Following the Spanish–American War, Puerto Rico was ceded to the United States in 1898, through the signing of the Treaty of Paris. Puerto Rico became an unincorporated, organized territory of the US through a series of judicial decisions by the Supreme Court of the United States, collectively known as the Insular Cases and the enactment of several statutes by Congress.

In 1900, the U.S. Congress enacted the Foraker Act, establishing a civil government in the territory and then in 1917, Puerto Ricans were granted United States citizenship, by the enactment of the Jones-Shafroth Act. The Office of the President is responsible for policy relations between the United States and Puerto Rico, although according to the Territorial Clause of Constitution of the United States of America "The Congress shall have power to dispose of and make all needful Rules and Regulations respecting the Territory or other Property belonging to the United States...".

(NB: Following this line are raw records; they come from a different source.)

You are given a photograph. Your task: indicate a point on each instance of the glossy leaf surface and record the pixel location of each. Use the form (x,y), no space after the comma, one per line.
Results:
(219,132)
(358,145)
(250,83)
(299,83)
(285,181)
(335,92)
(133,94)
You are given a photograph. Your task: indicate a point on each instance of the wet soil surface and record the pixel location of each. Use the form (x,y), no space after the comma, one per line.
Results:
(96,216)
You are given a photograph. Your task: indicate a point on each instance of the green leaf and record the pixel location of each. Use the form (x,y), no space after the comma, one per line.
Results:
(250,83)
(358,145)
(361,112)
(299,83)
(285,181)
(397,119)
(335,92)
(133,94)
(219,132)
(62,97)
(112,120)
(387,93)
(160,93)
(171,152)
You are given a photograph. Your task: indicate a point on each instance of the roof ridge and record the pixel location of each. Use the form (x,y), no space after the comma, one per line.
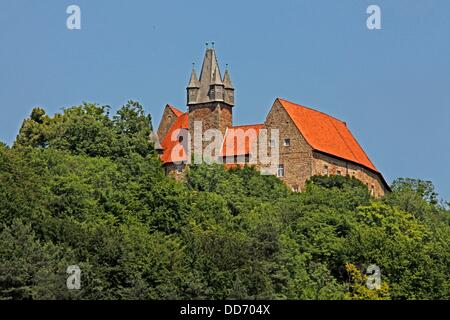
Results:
(247,125)
(345,140)
(302,106)
(175,110)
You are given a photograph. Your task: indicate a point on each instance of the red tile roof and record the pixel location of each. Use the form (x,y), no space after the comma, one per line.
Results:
(324,133)
(168,143)
(239,139)
(175,110)
(327,134)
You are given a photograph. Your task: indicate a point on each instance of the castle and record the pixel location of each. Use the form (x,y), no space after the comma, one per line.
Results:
(309,142)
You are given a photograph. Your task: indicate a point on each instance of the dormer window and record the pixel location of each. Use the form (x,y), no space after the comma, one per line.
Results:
(272,143)
(280,171)
(287,142)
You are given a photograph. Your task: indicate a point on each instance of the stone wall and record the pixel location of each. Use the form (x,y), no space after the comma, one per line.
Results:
(213,116)
(297,157)
(324,164)
(168,118)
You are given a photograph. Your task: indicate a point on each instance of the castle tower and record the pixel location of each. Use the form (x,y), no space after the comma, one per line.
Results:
(210,99)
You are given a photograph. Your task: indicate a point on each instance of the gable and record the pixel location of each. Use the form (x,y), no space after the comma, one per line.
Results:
(169,116)
(326,134)
(168,143)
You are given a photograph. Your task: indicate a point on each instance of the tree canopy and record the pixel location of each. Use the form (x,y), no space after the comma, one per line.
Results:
(86,188)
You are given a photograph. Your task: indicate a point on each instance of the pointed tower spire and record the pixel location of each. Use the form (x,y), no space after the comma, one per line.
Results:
(210,86)
(193,81)
(227,80)
(193,87)
(216,77)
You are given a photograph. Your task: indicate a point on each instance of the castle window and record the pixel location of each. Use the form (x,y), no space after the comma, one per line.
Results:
(272,143)
(280,171)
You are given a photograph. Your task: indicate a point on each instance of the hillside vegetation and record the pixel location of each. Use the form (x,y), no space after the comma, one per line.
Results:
(86,188)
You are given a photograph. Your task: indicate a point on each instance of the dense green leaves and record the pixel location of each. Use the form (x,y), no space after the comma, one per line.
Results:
(84,188)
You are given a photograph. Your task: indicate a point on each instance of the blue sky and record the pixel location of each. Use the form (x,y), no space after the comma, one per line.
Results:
(391,86)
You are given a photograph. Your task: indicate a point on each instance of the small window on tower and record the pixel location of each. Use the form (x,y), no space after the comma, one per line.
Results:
(280,171)
(272,143)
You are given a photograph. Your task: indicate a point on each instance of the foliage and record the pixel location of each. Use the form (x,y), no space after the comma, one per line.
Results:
(84,188)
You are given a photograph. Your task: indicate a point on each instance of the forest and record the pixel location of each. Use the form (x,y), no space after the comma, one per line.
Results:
(85,187)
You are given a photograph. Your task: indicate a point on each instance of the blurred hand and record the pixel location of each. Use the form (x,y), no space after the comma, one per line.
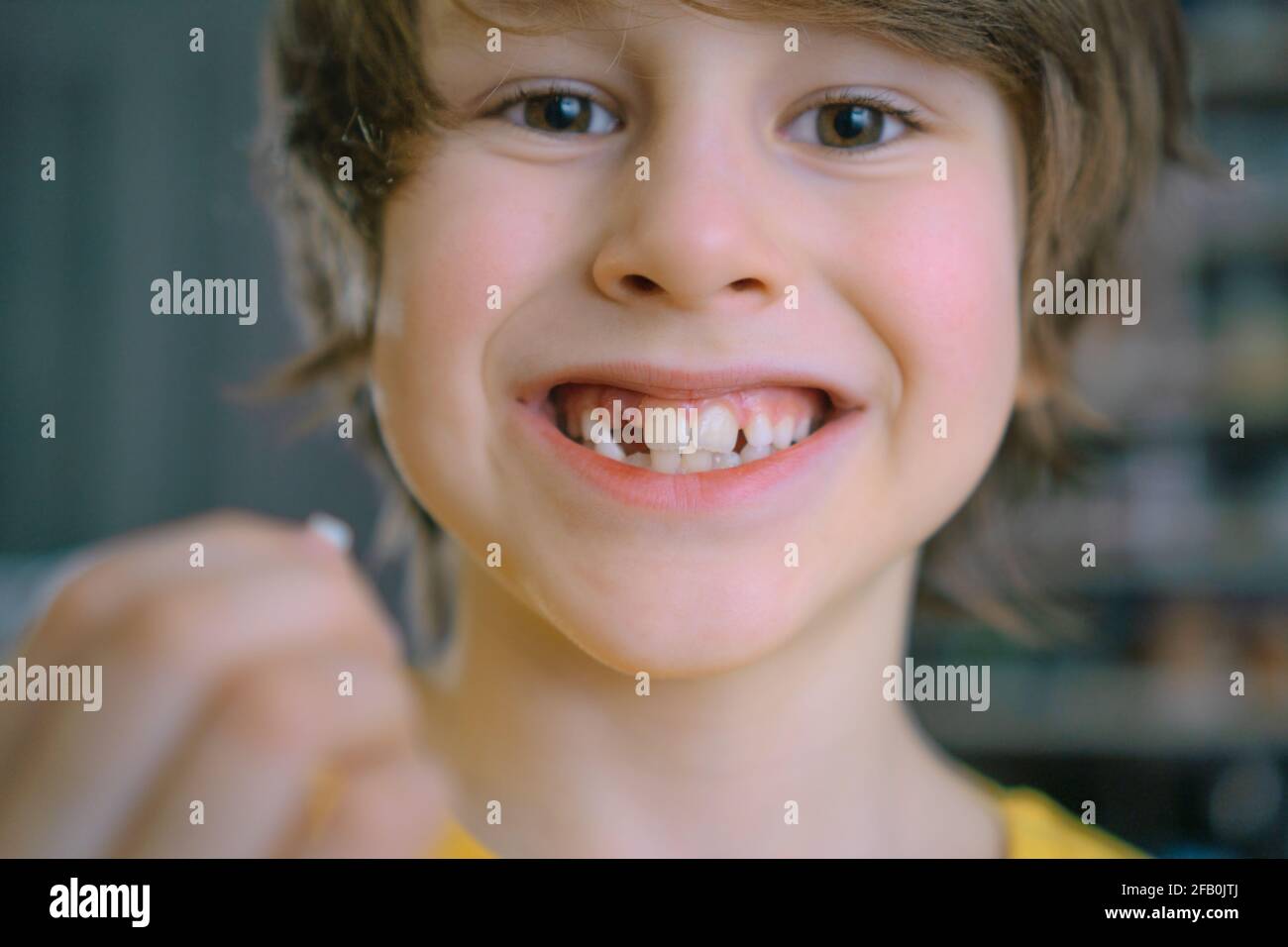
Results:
(222,685)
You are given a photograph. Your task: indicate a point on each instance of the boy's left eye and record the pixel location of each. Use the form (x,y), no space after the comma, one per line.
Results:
(848,125)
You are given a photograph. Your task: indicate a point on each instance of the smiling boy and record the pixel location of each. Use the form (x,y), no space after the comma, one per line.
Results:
(819,247)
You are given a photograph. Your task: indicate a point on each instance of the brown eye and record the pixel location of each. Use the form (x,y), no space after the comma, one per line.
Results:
(845,125)
(558,112)
(851,125)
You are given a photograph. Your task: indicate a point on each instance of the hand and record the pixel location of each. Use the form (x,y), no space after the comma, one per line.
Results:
(220,685)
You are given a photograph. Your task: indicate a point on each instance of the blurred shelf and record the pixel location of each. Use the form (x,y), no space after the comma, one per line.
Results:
(1113,710)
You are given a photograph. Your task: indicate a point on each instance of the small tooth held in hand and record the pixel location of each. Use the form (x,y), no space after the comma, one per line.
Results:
(334,531)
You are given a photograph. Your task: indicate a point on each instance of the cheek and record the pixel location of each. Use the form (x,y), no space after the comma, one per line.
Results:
(445,248)
(941,292)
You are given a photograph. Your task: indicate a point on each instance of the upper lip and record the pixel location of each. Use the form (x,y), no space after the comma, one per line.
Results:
(682,384)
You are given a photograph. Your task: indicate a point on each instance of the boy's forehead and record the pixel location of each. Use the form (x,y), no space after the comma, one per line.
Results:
(446,22)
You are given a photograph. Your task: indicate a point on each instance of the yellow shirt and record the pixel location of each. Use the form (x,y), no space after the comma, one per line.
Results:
(1035,827)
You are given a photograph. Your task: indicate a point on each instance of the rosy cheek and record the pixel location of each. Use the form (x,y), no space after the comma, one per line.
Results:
(945,261)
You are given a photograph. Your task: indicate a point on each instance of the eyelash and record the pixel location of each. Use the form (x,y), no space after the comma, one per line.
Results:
(911,118)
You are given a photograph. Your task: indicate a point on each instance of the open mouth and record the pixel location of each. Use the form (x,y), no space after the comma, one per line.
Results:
(692,436)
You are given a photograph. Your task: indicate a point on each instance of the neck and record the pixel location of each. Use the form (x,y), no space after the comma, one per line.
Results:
(585,766)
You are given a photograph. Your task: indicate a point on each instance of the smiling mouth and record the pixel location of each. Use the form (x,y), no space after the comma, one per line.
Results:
(728,431)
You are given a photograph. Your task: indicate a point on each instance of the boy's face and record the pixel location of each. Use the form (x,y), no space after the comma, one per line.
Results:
(787,263)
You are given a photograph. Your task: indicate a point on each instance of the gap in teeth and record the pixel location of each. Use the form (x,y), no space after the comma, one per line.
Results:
(729,431)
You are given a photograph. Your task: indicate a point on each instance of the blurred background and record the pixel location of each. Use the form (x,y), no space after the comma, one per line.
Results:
(1190,525)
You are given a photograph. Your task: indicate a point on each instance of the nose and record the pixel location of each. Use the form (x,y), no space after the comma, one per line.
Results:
(697,236)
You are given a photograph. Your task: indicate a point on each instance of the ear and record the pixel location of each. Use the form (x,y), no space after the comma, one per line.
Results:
(1035,382)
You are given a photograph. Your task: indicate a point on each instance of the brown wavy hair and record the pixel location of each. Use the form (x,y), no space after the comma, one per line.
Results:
(347,78)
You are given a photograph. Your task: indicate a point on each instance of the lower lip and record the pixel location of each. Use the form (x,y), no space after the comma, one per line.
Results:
(696,492)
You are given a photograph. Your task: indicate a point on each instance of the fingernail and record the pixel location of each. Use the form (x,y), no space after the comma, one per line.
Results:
(334,531)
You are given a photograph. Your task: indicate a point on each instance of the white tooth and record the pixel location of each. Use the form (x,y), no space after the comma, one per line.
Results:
(717,429)
(698,462)
(759,433)
(784,432)
(612,450)
(661,427)
(666,462)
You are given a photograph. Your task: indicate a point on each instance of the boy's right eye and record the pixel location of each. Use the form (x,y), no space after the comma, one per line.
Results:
(555,110)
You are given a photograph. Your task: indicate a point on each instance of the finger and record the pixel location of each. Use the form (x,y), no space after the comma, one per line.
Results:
(130,567)
(81,770)
(395,809)
(254,759)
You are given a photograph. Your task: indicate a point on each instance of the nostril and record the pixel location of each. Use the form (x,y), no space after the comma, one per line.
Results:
(640,283)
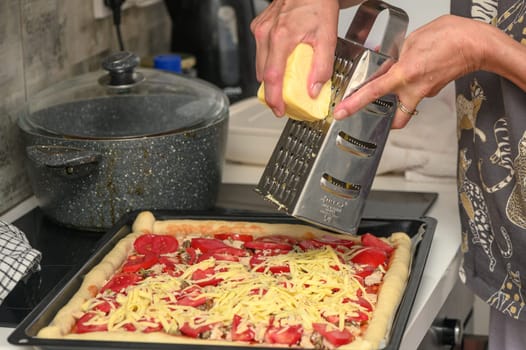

In 1946, Puerto Rican native Jesús T. Piñero was appointed as governor. The first Puerto Rican gubernatorial election happened in 1948 and resulted in a victory of Popular Democratic Party candidate Luis Muñoz Marín. In 1952, voters in Puerto Rico approved a new constitution proposed by Governor Muñoz Marin after increased pressure locally along with internationally to decolonize the island; this led to the territory being designated as a commonwealth. This new title of "commonwealth" did not change how Puerto Rico was related to the United States, allowing Congress to continue holding power over it as an unincorporated territory. The current constitution of Puerto Rico entered into force on July 25, 1952.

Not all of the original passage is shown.